3.2 Quantitative Research Designs

Quantitive research study designs can be broadly classified into two main groups (observational and experimental) depending on if an intervention is assigned. If an intervention is assigned, then an experimental study design will be considered; however, if no intervention is planned or assigned, then an observational study will be conducted. 3 These broad classes are further subdivided into specific study designs, as shown in Figure 3.1. In practice, quantitative studies usually begin simply as descriptive studies, which could subsequently be progressed to more complex analytic studies and then to experimental studies where appropriate.
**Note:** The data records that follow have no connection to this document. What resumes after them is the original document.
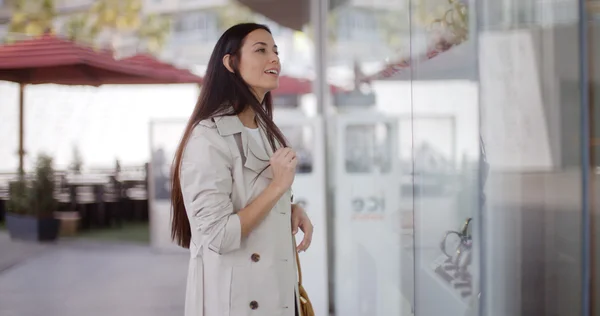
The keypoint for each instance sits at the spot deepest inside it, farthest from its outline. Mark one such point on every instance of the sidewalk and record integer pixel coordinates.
(13, 252)
(75, 278)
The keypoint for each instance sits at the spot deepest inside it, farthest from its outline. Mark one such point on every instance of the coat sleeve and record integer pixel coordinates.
(206, 183)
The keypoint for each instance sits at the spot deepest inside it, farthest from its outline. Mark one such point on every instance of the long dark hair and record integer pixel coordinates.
(223, 93)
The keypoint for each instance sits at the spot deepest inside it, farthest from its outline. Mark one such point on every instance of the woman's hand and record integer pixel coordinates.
(283, 163)
(300, 220)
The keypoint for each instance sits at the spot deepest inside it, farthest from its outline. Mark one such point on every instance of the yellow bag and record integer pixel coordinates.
(306, 308)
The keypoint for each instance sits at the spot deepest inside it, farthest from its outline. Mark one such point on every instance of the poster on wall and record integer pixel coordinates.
(515, 124)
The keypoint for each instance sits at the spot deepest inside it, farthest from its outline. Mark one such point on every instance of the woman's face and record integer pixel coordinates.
(259, 62)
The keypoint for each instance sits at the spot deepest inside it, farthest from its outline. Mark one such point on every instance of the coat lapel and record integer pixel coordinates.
(255, 155)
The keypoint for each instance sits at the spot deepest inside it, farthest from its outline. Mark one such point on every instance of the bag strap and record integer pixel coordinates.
(297, 261)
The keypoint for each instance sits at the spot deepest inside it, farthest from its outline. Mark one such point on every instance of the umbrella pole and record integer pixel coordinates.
(21, 126)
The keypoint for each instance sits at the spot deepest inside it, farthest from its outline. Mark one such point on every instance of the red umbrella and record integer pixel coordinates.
(181, 75)
(291, 85)
(49, 59)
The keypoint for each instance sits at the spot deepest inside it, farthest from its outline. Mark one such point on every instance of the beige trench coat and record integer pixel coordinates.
(228, 275)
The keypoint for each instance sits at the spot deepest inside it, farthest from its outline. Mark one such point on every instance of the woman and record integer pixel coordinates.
(231, 193)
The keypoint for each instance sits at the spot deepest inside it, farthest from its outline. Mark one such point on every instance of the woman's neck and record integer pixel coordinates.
(248, 118)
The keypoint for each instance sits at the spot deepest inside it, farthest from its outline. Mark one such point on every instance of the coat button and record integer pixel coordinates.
(254, 305)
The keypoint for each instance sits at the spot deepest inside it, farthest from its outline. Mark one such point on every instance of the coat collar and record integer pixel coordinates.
(256, 155)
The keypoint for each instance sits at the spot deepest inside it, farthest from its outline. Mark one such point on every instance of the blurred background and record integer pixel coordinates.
(448, 151)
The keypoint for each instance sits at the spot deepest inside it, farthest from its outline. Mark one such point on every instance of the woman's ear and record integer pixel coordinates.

Figure 3.1 Algorithm for classification of study designs by Bunmi Malau-Aduli and Faith Alele. Adapted from Grimes and Schulz 2002, used under a CC BY NC 4.0 licence

Observational studies

Observational studies are research designs that involve observing and measuring the characteristics of a sample or population without intervening, altering or manipulating any variables (Figure 3.1). 3 Observational studies can be further subdivided into descriptive and analytic studies. 3

Descriptive observational studies

Descriptive studies are research designs that describe or measure the characteristics of a specific population or phenomenon. These characteristics include descriptions related to the phenomenon under investigation, the people involved, the place, and the time. 4 These study designs are typically non-experimental and do not involve manipulating variables; rather, they rely on the collection and analysis of numerical data to draw conclusions. Examples of descriptive studies include case reports, case series, ecological studies and cross-sectional (prevalence studies). 2 These are discussed below

  • Case Reports and Case series

Case reports and case series are both types of descriptive studies in research. A case report is a detailed account of the medical history, diagnosis, treatment, and outcome of a single patient. 5 On the other hand, case series is a collection of cases with similar clinical features. 5 Case series are frequently used to explain the natural history of a disease, the clinical characteristics, and the health outcomes for a group of patients who underwent a certain treatment. Case series typically involve a larger number of patients than case reports. 5 Both case reports and case series are used to illustrate unusual or atypical features found in patients in practice. 5 In a typical, real-world clinical situation, they are both used to describe the clinical characteristics and outcomes of individual patients or a group of patients with a particular condition. These studies have the potential to generate new research questions and ideas. 5 However, there are drawbacks to both case reports and case series, such as the absence of control groups and the potential for bias. Yet, they can be useful sources of clinical data, particularly when researching uncommon or recently discovered illnesses. 5 An example of a case report is the study by van Tulleken, Tipton and Haper, 2018 which showed that open-water swimming was used as a treatment for major depressive disorder for a 24-year-old female patient.6 Weekly open (cold) water swimming was trialled, leading to an immediate improvement in mood following each swim. A sustained and gradual reduction in symptoms of depression, and consequently a reduction in, and cessation of, medication was observed.6 An example of a case series is the article by Chen et al, 2020  which described the epidemiology and clinical characteristics of COVID-19 infection among 12 confirmed cases in Jilin Province, China.7

  • Ecological studies

Ecological studies examine the relationship between exposure and outcome at the population level. Unlike other epidemiological studies focusing on individual-level data, ecological studies use aggregate data to investigate the relationship between exposure and outcome of interest. 8 In ecological studies, data on prevalence and the degree of exposure to a given risk factor within a population are typically collected and analysed to see if exposure and results are related. 8 Ecological studies shed light on the total burden of disease or health-related events within a population and assist in the identification of potential risk factors that might increase the incidence of disease/event. However,  these studies cannot prove causation or take into account characteristics at the individual level that can influence the connection between exposure and result. This implies that ecological findings cannot be interpreted and extrapolated to individuals. 9 For example, the association between urbanisation and Type 2 Diabetes was investigated at the country level, and the role of intermediate variables (physical inactivity, sugar consumption and obesity) was examined. One of the key findings of the study showed that in high-income countries (HIC), physical inactivity and obesity were the main determinants of T2D prevalence.10 However, it will be wrong to infer that people who are physically inactive and obese in HIC have a higher risk of T2D.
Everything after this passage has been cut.